All through my public school life, February was the only time of the year when I didn’t read only about black people being enslaved. It was the closest chance I got to seeing my interests actualized by someone who looked like me. Outside of Black History Month, black lives were only collectively referenced as slaves before the Civil War or as protesters being bitten by dogs and persecuted during the civil rights movement. This form of restrictive racial education made me feel inferior in ways I couldn’t unpack until I took Africana studies courses in college — a luxury most black Americans still don’t have, since only 15 percent are enrolled in degree-granting postsecondary institutions, according to a report by the National Center for Education Statistics.
I’m reminded of this every February as Black History Month is celebrated.
Following Black History Month’s initial celebration in 1970 by black educators and students at Kent State University, national recognition was truly embraced in 1976, when President Gerald Ford weighed in, saying, ”Seize the opportunity to honor the too-often neglected accomplishments of black Americans in every area of endeavor throughout our history.”
Forty years later, though some progress has been made, black people are still left with only 28 days to celebrate their history.
In 2019, black people are still experiencing punishing disparities when compared with other Americans. Black people face the highest poverty (21.2 percent) and unemployment (5.9 percent) rates of any major racial group in the country. There is still inequity in how we are paid, represented, and included in government, media, and academia. Politically, we’ve had only one U.S. president, and now only three sitting U.S. senators and less than 12 percent of the 435 seats in Congress are held by black people. There are now only three black CEOs on the Fortune 500 list, and only 5 percent of major newsroom reporters are black. And while nearly 70 percent of NFL players are black, the league does not have a single black principal owner out of 32 teams.
But for one month, the nation makes it a point to honor the black innovators, leaders, and trailblazers it can’t seem to acknowledge any other time.
And that is why it’s time to hold schools, government, media, and corporations accountable by urging them to stop the pandering in February and recognize black history — and its people — all year round.
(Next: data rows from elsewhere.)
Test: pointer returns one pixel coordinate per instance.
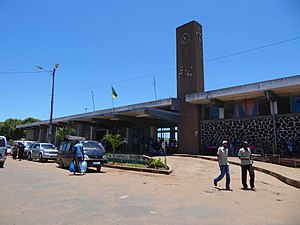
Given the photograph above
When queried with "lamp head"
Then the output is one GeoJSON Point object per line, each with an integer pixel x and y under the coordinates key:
{"type": "Point", "coordinates": [39, 67]}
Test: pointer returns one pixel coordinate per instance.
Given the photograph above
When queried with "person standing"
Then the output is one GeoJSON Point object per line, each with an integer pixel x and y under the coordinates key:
{"type": "Point", "coordinates": [223, 164]}
{"type": "Point", "coordinates": [21, 148]}
{"type": "Point", "coordinates": [78, 156]}
{"type": "Point", "coordinates": [246, 165]}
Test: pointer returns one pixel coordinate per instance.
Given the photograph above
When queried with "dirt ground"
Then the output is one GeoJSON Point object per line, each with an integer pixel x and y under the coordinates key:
{"type": "Point", "coordinates": [40, 193]}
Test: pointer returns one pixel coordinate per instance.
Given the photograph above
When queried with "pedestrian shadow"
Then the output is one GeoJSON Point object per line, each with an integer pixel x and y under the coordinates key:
{"type": "Point", "coordinates": [223, 189]}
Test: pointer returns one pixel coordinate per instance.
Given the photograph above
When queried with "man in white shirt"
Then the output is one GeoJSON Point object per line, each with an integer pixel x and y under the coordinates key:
{"type": "Point", "coordinates": [223, 164]}
{"type": "Point", "coordinates": [246, 165]}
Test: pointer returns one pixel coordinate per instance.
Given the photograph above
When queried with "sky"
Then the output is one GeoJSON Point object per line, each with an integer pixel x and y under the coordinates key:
{"type": "Point", "coordinates": [129, 44]}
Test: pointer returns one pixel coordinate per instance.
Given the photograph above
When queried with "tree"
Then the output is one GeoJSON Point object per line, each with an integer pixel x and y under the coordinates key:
{"type": "Point", "coordinates": [115, 141]}
{"type": "Point", "coordinates": [64, 131]}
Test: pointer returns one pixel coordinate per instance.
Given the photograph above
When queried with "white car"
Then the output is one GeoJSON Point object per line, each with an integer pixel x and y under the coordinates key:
{"type": "Point", "coordinates": [42, 151]}
{"type": "Point", "coordinates": [3, 150]}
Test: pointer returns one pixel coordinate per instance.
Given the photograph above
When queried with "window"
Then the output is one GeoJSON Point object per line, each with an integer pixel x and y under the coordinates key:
{"type": "Point", "coordinates": [229, 109]}
{"type": "Point", "coordinates": [295, 104]}
{"type": "Point", "coordinates": [284, 105]}
{"type": "Point", "coordinates": [245, 108]}
{"type": "Point", "coordinates": [264, 107]}
{"type": "Point", "coordinates": [204, 112]}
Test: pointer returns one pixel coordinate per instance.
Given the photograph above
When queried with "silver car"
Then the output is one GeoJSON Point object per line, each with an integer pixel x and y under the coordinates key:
{"type": "Point", "coordinates": [42, 151]}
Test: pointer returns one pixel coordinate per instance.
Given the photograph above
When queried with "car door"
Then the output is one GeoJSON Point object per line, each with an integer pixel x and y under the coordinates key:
{"type": "Point", "coordinates": [35, 150]}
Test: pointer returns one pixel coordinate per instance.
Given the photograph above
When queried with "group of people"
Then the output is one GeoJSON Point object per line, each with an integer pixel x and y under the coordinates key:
{"type": "Point", "coordinates": [244, 155]}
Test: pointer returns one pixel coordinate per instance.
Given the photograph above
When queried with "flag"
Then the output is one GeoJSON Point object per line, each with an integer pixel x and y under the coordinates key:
{"type": "Point", "coordinates": [113, 92]}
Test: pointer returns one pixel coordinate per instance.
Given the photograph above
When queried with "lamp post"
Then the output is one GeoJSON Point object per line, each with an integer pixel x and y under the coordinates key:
{"type": "Point", "coordinates": [49, 137]}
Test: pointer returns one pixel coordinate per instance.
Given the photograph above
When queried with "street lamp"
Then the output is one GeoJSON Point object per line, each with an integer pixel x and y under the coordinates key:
{"type": "Point", "coordinates": [49, 138]}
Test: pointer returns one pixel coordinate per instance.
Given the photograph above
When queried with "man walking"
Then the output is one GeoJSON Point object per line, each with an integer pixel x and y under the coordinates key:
{"type": "Point", "coordinates": [223, 164]}
{"type": "Point", "coordinates": [78, 156]}
{"type": "Point", "coordinates": [246, 165]}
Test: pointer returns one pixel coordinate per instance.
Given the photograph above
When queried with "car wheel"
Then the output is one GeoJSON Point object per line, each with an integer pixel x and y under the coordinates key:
{"type": "Point", "coordinates": [41, 157]}
{"type": "Point", "coordinates": [61, 164]}
{"type": "Point", "coordinates": [29, 156]}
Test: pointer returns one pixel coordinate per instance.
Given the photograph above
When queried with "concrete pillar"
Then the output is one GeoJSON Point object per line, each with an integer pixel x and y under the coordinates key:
{"type": "Point", "coordinates": [153, 133]}
{"type": "Point", "coordinates": [129, 138]}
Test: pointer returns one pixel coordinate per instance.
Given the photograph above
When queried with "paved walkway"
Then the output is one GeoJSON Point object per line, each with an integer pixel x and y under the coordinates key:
{"type": "Point", "coordinates": [288, 175]}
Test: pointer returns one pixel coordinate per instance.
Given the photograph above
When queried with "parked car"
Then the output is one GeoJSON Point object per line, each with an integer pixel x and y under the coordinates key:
{"type": "Point", "coordinates": [42, 151]}
{"type": "Point", "coordinates": [3, 150]}
{"type": "Point", "coordinates": [94, 153]}
{"type": "Point", "coordinates": [26, 144]}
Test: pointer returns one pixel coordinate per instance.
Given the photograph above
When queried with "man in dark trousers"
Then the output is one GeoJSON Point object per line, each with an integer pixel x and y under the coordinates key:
{"type": "Point", "coordinates": [78, 156]}
{"type": "Point", "coordinates": [246, 165]}
{"type": "Point", "coordinates": [21, 148]}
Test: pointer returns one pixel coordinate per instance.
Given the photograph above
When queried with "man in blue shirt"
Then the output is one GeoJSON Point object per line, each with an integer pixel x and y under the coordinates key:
{"type": "Point", "coordinates": [78, 156]}
{"type": "Point", "coordinates": [224, 165]}
{"type": "Point", "coordinates": [246, 165]}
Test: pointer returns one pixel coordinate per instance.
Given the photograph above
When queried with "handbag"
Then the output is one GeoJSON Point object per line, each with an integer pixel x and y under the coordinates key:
{"type": "Point", "coordinates": [72, 167]}
{"type": "Point", "coordinates": [83, 166]}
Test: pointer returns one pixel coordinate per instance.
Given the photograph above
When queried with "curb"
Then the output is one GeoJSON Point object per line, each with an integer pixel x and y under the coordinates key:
{"type": "Point", "coordinates": [148, 170]}
{"type": "Point", "coordinates": [286, 180]}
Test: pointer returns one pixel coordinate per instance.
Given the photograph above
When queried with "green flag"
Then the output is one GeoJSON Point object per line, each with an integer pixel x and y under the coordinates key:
{"type": "Point", "coordinates": [113, 92]}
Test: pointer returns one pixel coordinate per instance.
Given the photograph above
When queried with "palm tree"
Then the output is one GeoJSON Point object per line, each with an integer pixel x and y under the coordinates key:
{"type": "Point", "coordinates": [115, 141]}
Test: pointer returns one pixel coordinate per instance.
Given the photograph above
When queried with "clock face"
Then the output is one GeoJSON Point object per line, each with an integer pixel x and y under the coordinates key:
{"type": "Point", "coordinates": [185, 38]}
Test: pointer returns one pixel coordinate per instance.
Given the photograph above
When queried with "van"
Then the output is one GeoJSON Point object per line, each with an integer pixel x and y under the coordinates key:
{"type": "Point", "coordinates": [26, 145]}
{"type": "Point", "coordinates": [94, 153]}
{"type": "Point", "coordinates": [3, 150]}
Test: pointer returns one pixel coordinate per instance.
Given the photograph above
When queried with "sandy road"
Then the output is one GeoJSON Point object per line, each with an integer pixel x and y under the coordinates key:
{"type": "Point", "coordinates": [40, 193]}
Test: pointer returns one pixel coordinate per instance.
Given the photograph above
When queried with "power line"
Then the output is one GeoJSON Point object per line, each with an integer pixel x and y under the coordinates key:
{"type": "Point", "coordinates": [252, 49]}
{"type": "Point", "coordinates": [117, 82]}
{"type": "Point", "coordinates": [20, 72]}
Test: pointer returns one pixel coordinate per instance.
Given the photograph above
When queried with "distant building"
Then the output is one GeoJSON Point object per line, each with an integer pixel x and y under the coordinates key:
{"type": "Point", "coordinates": [266, 114]}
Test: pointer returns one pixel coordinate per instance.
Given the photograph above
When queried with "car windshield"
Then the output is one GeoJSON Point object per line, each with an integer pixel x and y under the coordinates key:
{"type": "Point", "coordinates": [92, 145]}
{"type": "Point", "coordinates": [47, 146]}
{"type": "Point", "coordinates": [28, 143]}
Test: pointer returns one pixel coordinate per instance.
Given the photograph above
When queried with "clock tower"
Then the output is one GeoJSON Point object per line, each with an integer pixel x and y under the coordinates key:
{"type": "Point", "coordinates": [190, 79]}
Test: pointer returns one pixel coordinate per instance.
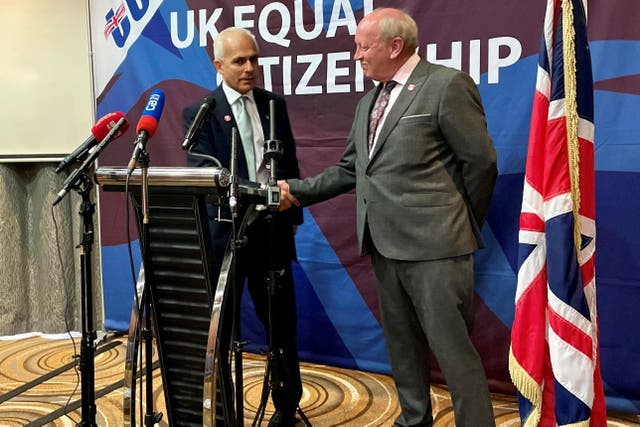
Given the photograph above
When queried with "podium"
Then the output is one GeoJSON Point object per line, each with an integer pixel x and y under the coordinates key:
{"type": "Point", "coordinates": [186, 299]}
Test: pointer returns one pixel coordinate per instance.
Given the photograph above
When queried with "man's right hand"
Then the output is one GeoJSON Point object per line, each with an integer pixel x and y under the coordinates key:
{"type": "Point", "coordinates": [286, 198]}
And yes, that would require us to cancel Black History Month in February.
For starters, the only reason why there has been a Black History Month is because America has a problem celebrating black lives in a positive way. The lack of diversity in newsrooms, politics, classrooms, boardrooms, and other spheres of influence affects the ways in which black people have been viewed historically. By segregating the celebration of black history into a separate month, we are basically permitting such a void in the way America validates black people’s experiences.
As long as America continues to embrace Black History Month in its current state, we are implying that we are OK with this form of segregation: That one month is for black people and the 11 others are for everyone else. Commodifying racial groups in such a binary way condones the very racism that Black History Month attempts to combat.
Black history is history. Period. To treat it as anything separate is reductive and racist.
We can rectify this disparity by canceling Black History Month. Instead, institutions must be held more accountable when it comes to consistently embracing black culture. That means schools must diversify their curriculums to acknowledge the existence of black people routinely. Corporations should be making investments in black communities not only during February but the many months after that. Seeing nuanced black faces and stories being told in the media should not be a special occasion.
It’s having this country recognize that doing all of the above isn’t noble or worthy of kudos. It’s just the right thing to do.
Ernest Owens is an award-winning journalist and CEO of Ernest Media Empire LLC.